Movies We Have Enjoyed Seeing – The Truman Show

A crazy project, a terrible idea to film a guy as soon as he was born and to build around him a huge studio set that looks like a town.

Director: Peter Weir

Type: Drama, Fantasy

Actors: Jim Carrey (Truman Burbank)
Laura Linney (Meryl)
Noah Emmerich (Marlon)
Natascha McElhone (Lauren/Sylvia)
Holland Taylor (Truman’s mother)
Brian Delate (Truman’s Father)

Country/Date: USA/1998

Source: dazeddigital.com

Homme Libre Toujours Tu Chériras La Mer
(“Free man always you will cherish the sea”)
Charles Baudelaire, Les Fleurs du Mal

The Truman Show is the kind of movie that typically the entire world has seen except me. I do not know why a priori I resist and finally miss these sorts of movie when they come out. Fortunately, we saw some segments in class to illustrate the topic on the invasion of privacy. I was immediately seduced by the tone of the movie and the principal actor, Jim Carey; and when our teacher stopped the video, I was so frustrated that I asked to borrow the tape in order to see the end at home.

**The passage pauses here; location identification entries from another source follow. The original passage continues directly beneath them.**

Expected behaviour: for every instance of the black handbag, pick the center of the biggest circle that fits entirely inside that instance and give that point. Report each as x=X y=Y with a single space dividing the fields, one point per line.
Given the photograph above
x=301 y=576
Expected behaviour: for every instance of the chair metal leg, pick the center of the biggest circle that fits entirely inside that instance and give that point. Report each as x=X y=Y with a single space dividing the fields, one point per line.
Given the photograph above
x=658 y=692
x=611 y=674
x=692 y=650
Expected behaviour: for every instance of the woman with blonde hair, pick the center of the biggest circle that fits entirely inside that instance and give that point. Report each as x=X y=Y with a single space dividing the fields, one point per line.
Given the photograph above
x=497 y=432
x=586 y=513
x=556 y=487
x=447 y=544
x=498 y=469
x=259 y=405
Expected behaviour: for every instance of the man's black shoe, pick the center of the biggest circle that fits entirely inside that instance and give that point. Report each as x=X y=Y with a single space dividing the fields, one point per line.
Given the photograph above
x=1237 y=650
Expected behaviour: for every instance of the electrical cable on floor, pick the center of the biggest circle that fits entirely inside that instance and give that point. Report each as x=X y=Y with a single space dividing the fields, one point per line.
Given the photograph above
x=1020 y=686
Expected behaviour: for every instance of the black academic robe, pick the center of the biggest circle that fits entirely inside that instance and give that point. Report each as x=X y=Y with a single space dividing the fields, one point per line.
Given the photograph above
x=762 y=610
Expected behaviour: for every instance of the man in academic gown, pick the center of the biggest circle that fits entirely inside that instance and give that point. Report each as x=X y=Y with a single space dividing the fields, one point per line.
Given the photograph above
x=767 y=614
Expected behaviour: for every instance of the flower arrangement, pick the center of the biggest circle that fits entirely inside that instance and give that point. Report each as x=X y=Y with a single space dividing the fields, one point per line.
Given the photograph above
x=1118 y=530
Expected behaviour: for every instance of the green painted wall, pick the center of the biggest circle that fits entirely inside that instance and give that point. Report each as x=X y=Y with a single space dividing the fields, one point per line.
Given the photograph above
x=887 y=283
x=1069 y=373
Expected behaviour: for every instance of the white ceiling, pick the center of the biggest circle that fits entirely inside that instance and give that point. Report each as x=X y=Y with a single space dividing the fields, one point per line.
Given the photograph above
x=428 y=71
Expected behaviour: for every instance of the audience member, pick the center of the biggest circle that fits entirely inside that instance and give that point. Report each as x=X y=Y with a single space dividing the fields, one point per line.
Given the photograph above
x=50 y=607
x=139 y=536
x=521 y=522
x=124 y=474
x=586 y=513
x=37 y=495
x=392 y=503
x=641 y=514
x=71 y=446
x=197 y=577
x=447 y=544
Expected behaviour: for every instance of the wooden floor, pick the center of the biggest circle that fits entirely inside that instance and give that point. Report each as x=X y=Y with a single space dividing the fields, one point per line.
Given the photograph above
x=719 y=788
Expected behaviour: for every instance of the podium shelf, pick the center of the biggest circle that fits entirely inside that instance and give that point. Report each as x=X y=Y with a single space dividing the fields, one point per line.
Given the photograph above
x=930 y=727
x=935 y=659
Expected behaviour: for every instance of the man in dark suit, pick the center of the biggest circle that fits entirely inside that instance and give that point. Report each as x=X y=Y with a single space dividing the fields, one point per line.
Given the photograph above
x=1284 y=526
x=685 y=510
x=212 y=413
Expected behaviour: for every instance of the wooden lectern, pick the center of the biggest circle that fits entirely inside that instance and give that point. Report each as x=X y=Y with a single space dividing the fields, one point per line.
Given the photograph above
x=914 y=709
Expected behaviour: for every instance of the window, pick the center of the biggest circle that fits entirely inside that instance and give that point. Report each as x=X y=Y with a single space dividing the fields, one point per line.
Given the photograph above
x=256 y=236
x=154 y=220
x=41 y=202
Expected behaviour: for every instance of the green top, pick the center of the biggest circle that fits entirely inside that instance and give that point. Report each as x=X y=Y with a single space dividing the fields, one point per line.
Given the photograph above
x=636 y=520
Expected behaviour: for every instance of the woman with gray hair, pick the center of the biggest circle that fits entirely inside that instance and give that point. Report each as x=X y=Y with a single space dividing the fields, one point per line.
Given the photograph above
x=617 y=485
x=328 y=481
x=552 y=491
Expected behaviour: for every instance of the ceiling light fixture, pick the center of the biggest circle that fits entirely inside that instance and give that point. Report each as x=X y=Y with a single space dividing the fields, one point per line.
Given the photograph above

I had been trapped. And the end is wonderful. You know that Truman is the hero of a TV show. A crazy project, a terrible idea to film a guy as soon as he was born and to build around him a huge studio set that looks like a town. Big Brother is an angel compared with the director of the show who had this idea. Every moment of his life is watched. Every object is a camera. Everybody around him is an actor: his wife, his parents and his colleagues. There is a loving snag in the scenario that will make Truman more and more suspicious and therefore aware he has been manipulated all his life.

Seahaven is ironically the name of the town. Effectively it is a safe place since everybody is a “wrongman” except Tru(e)man. The wonderful idea of the movie is that the concept of the end is included in this town’s name. To escape, Truman gets on a boat. From the beginning of time, men have always dreamed in front of seas, staying on the shore or going on the waves. The sea is the faraway horizon and if we travel on the sea, the world can be endless. The sea is death or eternal freedom (besides, the psychoanalytical lecture of Truman’s relationship with water is not the best side of the movie).

His pitiful Odyssey ends in a superb and extremely strong image, when, after a tempest worthy of the beginning of cinema (we don’t believe in it a second), the calm returns and his boat strikes the horizon. The sky was a carton wall. What is wonderful is this idea that the end of his world is, at the same time, the opened gate of the world.